We stayed for an hour and a half just talking about him and cuddling/playing with him. He is such a loving boy!

To summerise his best points:

*Great with other dogs and other animals
*Great off lead and stays close
*He is neutured, micro-chipped and had his jabs
*Is very well behaved & doesn't bark so i'm told
*16mths old and 5 generation pedigree (forgot what his KC name is)
*weighs 3kg and has a white tip to his tail <3

I could just go on and on he is the bestest little boy!

I always thought I would get a female puppy and yet look now! Fallen totally head over heels for this little guy!

His owners are bringing him over wednesday to stay a few nights and see how he does. Then hopefully he will be staying her permanently very soon!

Here is my pretty boy. His pictures do not do him justice!


----------



## MakNLFi (Jun 8, 2010)

Awww!!!!!! He is a total doll! Congrats! I am sure Wednesday is going to seem like an eternity away!


----------



## YoQuiero (Apr 17, 2010)

Aww I love that last picture especially. Looks like he's a cuddler! Happy homecoming!


----------



## 18453 (Feb 6, 2010)

Congrats why is he being rehomed?? You must be so excited


----------



## FBRaRrN (May 1, 2006)

Aww he is so cute congrats


----------



## Brodysmom (Jan 8, 2009)

How did I miss this post?! 

Stephy!! He is WONDERFUL!! I am so happy for you! 

Do you still have your bunnies? Are you guys still living with your BF parents? I know.... so many questions! I don't think anyone has been as patient waiting for a chi as you have. I am just beyond thrilled for you!

I am so happy that you are finally getting your chi!! But.... it's not a girl! And you have all that wonderful girl stuff!  You will have to have a huge sale on here and make some $$ and then go get some darling boy things! 

He reminds me alot of Terri's Daisy. I think he's gorgeous. 

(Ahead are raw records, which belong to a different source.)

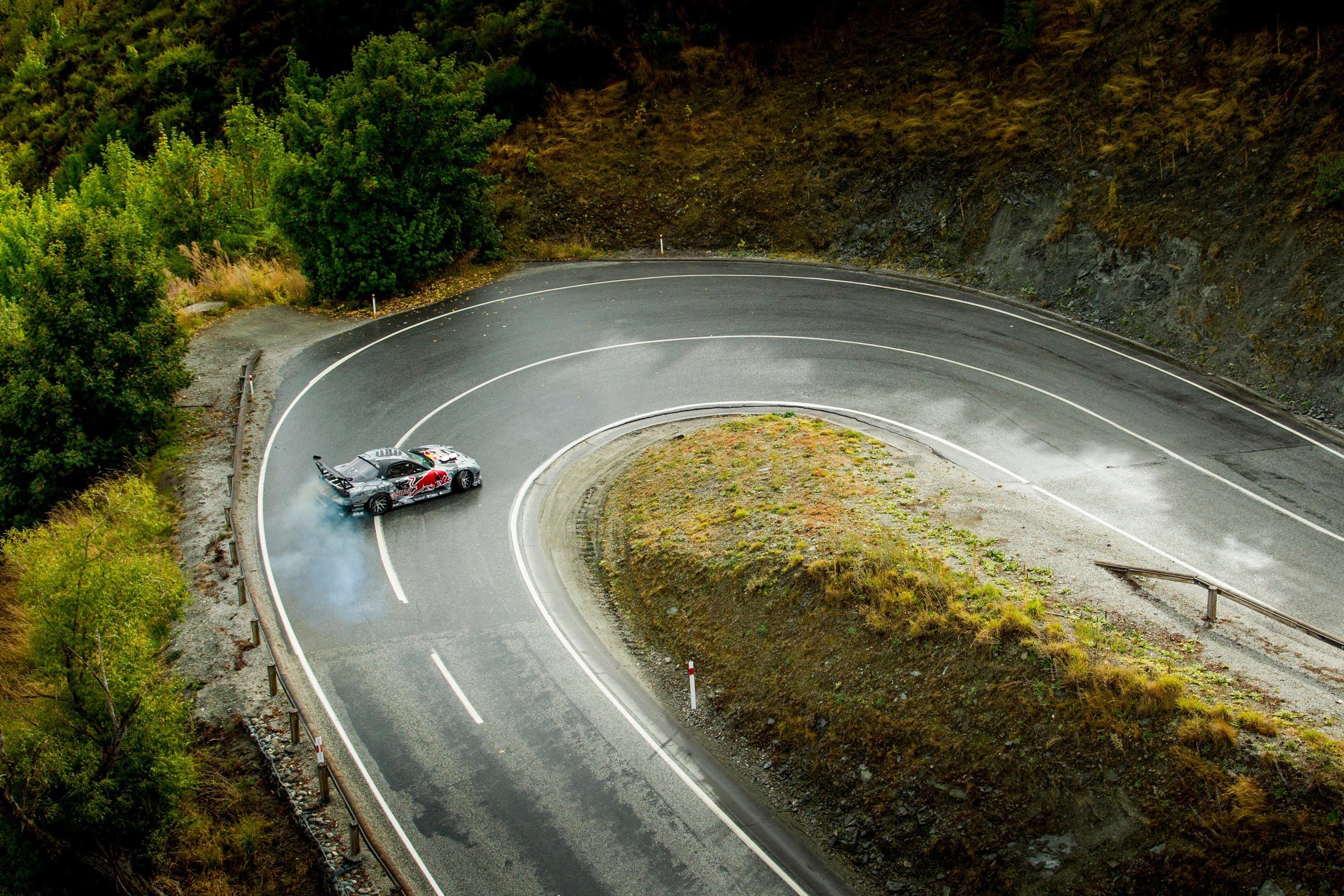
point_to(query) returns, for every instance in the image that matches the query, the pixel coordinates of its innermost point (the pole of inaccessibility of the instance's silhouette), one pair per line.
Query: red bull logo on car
(428, 482)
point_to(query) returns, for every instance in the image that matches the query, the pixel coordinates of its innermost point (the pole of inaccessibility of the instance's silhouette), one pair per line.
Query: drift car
(379, 480)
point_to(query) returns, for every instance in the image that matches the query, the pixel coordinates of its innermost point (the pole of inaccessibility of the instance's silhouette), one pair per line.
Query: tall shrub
(95, 738)
(383, 186)
(197, 193)
(93, 357)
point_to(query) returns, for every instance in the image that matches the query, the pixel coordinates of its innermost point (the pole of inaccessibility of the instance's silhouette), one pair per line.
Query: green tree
(385, 185)
(95, 735)
(197, 193)
(89, 382)
(1022, 18)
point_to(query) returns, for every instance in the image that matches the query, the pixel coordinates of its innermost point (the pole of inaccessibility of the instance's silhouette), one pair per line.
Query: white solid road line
(452, 683)
(757, 404)
(261, 485)
(607, 692)
(900, 351)
(388, 562)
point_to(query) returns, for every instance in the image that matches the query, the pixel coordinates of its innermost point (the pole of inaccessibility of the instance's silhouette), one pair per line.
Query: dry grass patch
(241, 283)
(943, 708)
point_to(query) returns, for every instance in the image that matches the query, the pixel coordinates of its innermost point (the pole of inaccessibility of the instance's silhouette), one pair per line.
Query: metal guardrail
(276, 675)
(1232, 594)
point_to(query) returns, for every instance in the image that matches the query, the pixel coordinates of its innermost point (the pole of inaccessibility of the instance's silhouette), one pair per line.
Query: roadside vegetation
(105, 785)
(953, 719)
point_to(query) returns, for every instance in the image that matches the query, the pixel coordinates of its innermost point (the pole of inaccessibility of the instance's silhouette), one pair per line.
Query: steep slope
(1151, 166)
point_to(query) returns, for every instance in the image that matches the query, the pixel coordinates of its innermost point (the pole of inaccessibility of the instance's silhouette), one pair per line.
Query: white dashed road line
(452, 683)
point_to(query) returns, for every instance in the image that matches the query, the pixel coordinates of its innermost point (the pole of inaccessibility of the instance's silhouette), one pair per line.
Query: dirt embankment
(1150, 167)
(953, 718)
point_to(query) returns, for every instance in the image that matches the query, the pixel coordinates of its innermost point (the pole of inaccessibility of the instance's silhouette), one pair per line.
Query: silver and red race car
(379, 480)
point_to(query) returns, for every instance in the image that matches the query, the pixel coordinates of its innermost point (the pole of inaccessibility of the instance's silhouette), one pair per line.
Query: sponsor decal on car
(428, 482)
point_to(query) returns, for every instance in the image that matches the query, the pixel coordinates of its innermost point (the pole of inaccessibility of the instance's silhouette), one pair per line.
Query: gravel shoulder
(218, 657)
(1284, 671)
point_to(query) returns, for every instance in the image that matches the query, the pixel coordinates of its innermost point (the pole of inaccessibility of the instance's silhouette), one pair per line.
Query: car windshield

Will you keep his name Louie?


----------



## lyndsey (Aug 10, 2010)

awwww he is so cute....


----------



## Pinkchi (Nov 21, 2008)

MakNLFi said:


> Awww!!!!!! He is a total doll! Congrats! I am sure Wednesday is going to seem like an eternity away!


I know i've been waiting forever! Sooo happy I can't believe it!



YoQuiero said:


> Aww I love that last picture especially. Looks like he's a cuddler! Happy homecoming!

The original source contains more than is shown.